Minor correction to Ken's post, it was a Honeywell 516, not Packard Bell.
I lived on this machine for years. Carl Christensen was one of the
Explorer Scout advisors along with Heinz which is why we got to play with
their machines.
The Pierce loop was up an running by the time that I showed up which was
maybe 1969 or 1970. I don't recall ever meeting Pierce. My recollection
is that the serious digital hardware guys in the group were Dave Weller,
John Sheets, John Schwartzwelder & John Camlet. And Joe Condon had his
fingers in everything and made sure that everything reeked of cigarette
smoke.
I'm guessing that work was being done on Spider while the loop was in use,
again, because I remember the rack with the tempo, phone handset, and Tek
display near the 516. And I'm pretty sure that I remember Sandy messing
with it on occasion; I think that he's the one that demonstrated to me that
there was an option to hook the handset up to a DAC that was on the program
counter or something, so one could listen and figure out if things were
running properly. I think that there was a rack panel with a rotary switch
that one could use to select the handset source.

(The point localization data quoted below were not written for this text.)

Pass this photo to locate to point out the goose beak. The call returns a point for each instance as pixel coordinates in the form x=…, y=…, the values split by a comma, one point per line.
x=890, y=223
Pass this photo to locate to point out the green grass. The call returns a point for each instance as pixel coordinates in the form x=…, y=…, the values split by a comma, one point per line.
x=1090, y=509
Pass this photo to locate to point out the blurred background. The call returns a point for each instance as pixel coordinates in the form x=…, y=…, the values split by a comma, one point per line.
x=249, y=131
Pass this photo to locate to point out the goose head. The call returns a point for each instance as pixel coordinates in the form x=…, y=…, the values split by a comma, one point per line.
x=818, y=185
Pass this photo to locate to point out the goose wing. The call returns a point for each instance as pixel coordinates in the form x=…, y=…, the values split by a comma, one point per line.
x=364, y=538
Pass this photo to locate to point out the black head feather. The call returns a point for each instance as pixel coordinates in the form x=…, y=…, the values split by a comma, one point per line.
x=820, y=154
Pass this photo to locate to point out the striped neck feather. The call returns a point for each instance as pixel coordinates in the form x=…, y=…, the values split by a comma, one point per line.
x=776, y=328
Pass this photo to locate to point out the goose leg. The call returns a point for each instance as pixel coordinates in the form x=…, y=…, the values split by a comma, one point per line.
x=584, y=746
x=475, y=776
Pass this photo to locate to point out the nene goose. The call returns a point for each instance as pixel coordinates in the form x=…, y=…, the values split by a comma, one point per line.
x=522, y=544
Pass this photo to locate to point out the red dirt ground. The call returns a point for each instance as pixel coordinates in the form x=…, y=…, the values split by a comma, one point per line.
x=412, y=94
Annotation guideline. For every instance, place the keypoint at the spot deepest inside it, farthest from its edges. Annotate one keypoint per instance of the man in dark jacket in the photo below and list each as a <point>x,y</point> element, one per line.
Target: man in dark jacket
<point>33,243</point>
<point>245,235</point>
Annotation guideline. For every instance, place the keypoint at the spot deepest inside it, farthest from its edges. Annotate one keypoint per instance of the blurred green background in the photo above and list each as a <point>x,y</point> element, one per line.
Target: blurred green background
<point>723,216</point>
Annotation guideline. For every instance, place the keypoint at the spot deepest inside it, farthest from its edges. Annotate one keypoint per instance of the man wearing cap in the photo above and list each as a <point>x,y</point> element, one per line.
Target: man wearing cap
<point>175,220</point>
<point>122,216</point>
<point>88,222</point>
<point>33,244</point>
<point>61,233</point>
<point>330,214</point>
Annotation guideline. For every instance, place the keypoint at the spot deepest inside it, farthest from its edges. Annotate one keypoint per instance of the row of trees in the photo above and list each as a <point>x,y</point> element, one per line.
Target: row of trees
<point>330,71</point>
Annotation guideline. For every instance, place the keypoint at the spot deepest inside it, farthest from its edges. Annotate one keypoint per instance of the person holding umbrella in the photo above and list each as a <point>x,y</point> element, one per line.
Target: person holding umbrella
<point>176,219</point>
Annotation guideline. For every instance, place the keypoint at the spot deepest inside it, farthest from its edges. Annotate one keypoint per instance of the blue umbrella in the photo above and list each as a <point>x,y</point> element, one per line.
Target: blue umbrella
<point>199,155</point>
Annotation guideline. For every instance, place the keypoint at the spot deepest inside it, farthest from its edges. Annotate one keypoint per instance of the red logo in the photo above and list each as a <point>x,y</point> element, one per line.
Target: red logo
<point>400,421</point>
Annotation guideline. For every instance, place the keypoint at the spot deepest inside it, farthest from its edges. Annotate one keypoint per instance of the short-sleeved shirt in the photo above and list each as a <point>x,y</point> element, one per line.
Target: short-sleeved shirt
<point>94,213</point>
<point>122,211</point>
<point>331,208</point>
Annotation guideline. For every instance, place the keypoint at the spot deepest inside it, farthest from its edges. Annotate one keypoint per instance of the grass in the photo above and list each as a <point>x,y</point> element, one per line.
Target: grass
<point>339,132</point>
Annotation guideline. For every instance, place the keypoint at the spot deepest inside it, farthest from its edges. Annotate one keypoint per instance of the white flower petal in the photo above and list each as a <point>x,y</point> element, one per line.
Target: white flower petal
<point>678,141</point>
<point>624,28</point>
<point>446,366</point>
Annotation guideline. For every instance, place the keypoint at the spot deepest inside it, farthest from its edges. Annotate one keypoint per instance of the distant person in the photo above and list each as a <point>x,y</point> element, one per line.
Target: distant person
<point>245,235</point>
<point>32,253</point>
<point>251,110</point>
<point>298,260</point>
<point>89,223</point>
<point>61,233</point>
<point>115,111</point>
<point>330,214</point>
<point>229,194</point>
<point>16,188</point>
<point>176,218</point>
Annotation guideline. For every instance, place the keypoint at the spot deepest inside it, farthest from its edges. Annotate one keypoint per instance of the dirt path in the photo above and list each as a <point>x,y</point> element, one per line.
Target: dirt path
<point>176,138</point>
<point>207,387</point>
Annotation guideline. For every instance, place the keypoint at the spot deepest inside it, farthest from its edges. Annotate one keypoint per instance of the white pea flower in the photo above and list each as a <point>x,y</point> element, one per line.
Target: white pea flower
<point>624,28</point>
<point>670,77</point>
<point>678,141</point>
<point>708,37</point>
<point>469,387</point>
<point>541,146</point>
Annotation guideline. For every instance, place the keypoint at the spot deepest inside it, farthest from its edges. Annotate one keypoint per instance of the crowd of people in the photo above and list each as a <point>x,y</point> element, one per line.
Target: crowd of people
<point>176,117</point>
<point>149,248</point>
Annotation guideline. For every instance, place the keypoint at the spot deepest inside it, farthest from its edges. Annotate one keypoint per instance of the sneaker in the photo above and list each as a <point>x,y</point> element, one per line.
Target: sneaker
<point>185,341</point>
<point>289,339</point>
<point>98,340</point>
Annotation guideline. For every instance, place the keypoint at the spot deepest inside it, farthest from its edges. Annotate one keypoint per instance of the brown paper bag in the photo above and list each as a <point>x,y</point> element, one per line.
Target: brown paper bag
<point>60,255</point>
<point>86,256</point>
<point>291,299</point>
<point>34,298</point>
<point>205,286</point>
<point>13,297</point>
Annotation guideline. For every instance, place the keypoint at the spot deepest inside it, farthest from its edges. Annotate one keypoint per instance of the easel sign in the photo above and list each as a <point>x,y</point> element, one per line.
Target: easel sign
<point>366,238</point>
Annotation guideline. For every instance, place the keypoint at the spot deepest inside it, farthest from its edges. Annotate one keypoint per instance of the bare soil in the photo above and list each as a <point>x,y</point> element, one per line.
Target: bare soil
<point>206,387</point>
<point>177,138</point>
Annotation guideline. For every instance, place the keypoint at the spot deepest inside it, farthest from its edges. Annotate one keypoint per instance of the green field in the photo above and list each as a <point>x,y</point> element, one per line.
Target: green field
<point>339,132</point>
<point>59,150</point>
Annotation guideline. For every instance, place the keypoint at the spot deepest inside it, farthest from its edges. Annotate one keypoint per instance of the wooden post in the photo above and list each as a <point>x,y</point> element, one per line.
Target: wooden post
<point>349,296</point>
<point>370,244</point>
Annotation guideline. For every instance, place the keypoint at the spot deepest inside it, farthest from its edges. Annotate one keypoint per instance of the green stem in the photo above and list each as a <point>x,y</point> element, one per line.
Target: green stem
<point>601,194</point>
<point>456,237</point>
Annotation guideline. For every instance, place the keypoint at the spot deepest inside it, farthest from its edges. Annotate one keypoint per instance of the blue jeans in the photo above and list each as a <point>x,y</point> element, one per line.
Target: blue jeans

It sounds like a number of the devices that were connected to the loop
migrated to Spider after I left.
I'm guessing that when the article says that there were graphics display
terminals connected that those were the GLANCE G terminals that I mentioned
in an earlier post. And, the PROM programmer makes sense too; I think that
this was in the room shared by John Camlet and Dan Belinski and was used to
program the TTL PROMs that contained the GLANCE G microcode. This sticks
out in my mind because of the time that John and I tracked down and fixed a
microcode bug.
The rest of the network configuration is unfamiliar to me, again as it came
after I left. I do remember that Max Matthews had a pile of DDP-224s because
his lab was yet another cool place to hang out. The 516 hooked to the IC test
system was one of my projects. It wasn't in area 10, I believe that it was in
area 20 under Iverson. It had its own loop, sounds like it was later replaced
by Spider.
Not sure where it fits into the evolution of things, but I recall that our
department was split. Hank Macdonald handled the Murry Hill end of things,
and Cher Cutler the Homdel end. I don't remember exactly what was going on
at Homdel (other than blinding drivers on the Garden State Parkway), but I
recall that they had run a whole bunch of optical fiber underground I think
using the same ductwork that went to the fountains which were not purely
decorative, they were the chillers for the HVAC system too.